El apasionado llamamiento desde Oriente
Los textos para la Semana de Oración de este año, preparados por la Iglesia Apostólica Armenia, se basan en la Carta a los Efesios: «Un solo cuerpo y un solo espíritu» , una elección altamente simbólica, enfatiza Koch. Es, de hecho, un apasionado llamado de San Pablo a la unidad. Considerando que Pablo escribió esta carta desde la cárcel, se comprende la profunda preocupación que le causó el tema. En prisión, no se trata de trivialidades.
2033: No es una fecha límite, sino un momento de reflexión
De cara al 500.º aniversario de la Confessio Augustana en 2030, el cardenal modera sus expectativas. «En el ecumenismo», afirma, «no establezco fechas. El Espíritu Santo dicta los plazos, no nosotros». Sin embargo, el año 2030 representa un importante «momento de reflexión» para replantear la superación de las divisiones. Koch citó al teólogo Wolfhart Pannenberg, para quien la división entre las Iglesias representó un «fracaso» de la Reforma, ya que Martín Lutero aspiraba a la renovación de toda la cristiandad. «Jesús quería una sola Iglesia», enfatiza el cardenal, «no una multiplicidad de Iglesias».

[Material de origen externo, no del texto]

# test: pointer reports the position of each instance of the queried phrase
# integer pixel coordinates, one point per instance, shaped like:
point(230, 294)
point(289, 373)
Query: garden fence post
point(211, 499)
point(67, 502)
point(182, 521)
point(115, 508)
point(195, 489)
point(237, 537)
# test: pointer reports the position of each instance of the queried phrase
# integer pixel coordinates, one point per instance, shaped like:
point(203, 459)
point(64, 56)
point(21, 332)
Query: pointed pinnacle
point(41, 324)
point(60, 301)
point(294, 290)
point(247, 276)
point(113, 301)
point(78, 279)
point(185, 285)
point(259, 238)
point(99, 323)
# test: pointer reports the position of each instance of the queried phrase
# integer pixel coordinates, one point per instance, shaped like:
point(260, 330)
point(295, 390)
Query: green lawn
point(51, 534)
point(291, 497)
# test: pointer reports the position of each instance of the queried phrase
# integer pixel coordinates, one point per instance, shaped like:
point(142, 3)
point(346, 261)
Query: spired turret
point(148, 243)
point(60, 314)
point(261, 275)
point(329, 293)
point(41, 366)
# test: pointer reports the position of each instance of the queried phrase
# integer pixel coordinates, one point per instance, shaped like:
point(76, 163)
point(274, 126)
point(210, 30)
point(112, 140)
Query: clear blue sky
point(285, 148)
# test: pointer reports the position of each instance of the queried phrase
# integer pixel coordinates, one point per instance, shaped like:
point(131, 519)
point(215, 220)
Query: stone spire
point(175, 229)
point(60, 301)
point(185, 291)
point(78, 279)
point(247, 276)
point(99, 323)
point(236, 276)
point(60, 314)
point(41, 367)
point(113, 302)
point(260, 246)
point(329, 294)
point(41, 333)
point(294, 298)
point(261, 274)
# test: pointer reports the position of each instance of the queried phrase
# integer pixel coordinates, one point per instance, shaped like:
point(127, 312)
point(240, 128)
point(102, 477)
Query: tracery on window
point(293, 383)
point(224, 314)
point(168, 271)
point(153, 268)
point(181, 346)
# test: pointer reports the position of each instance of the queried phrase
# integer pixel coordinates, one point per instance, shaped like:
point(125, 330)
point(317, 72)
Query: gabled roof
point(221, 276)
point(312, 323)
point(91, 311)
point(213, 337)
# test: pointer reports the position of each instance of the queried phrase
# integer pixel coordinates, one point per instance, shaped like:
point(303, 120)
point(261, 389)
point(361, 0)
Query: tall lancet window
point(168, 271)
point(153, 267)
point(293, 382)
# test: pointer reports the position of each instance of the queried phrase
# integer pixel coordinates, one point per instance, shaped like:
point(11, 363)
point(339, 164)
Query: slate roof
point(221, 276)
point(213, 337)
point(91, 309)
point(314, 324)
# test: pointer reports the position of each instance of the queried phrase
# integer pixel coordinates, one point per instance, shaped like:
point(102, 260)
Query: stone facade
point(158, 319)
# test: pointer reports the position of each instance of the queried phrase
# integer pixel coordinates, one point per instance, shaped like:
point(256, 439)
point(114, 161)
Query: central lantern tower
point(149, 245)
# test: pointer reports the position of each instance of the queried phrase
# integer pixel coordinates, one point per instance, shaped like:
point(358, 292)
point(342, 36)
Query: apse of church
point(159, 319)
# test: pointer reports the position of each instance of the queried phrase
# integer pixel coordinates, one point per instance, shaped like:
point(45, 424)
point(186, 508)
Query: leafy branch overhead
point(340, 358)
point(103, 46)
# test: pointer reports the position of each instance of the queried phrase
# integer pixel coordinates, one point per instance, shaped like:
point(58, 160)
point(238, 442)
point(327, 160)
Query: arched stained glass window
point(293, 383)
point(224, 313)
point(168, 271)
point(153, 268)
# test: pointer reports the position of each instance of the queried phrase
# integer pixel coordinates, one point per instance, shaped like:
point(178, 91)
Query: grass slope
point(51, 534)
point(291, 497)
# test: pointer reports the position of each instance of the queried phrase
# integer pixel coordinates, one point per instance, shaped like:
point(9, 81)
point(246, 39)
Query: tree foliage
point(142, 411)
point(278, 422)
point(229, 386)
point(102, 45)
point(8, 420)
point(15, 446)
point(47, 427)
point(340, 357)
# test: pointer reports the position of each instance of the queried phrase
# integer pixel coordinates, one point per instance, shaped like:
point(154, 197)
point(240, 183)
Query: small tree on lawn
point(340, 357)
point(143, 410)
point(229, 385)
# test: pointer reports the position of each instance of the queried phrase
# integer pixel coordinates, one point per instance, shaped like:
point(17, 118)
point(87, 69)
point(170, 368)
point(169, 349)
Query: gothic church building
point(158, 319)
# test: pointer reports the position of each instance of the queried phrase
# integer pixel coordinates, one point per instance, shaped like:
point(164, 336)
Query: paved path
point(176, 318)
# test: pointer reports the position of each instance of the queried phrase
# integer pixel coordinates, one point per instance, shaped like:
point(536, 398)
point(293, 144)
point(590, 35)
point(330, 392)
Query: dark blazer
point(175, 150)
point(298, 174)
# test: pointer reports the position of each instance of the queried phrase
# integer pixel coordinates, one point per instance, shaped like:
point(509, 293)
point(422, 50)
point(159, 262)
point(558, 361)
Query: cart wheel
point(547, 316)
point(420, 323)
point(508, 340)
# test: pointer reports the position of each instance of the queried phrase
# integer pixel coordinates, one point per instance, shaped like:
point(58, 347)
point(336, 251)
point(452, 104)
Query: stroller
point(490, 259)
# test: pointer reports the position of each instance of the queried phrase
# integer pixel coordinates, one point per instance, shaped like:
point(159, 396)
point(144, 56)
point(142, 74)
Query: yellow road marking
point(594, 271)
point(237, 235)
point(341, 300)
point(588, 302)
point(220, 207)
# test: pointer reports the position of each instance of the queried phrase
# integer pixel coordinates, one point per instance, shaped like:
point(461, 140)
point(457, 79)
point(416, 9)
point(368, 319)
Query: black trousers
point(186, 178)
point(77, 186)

Obstáculos para el reconocimiento
Respecto a la idea de Joseph Ratzinger de reconocer la Confessio Augustana como "católica", el cardenal Koch se muestra abierto, si bien señala obstáculos políticos y eclesiásticos. El problema, sin embargo, radica en su aceptación por parte de todas las iglesias evangélicas. Si bien la Iglesia Luterana (VLKD) reconoce plenamente esta línea de pensamiento, no puede decirse lo mismo de la EKD (Iglesia Evangélica en Alemania) en su conjunto.
Perspectivas: De Nicea a Jerusalén
Para concluir, el prefecto del Dicasterio para la Promoción de la Unidad Cristiana destacó la importancia del Concilio de Nicea, cuyo 1700 aniversario se celebró recientemente. La unidad solo se encuentra en una fe compartida. «El desafío de Nicea sigue siendo actual», afirmó Koch. Para el Jubileo de 2033, durante el cual se prevé una importante reunión ecuménica en Tierra Santa, Koch recordó que la aclaración de cuestiones relacionadas con la Confesión de Augsburgo no es un requisito formal para la reunión en Tierra Santa.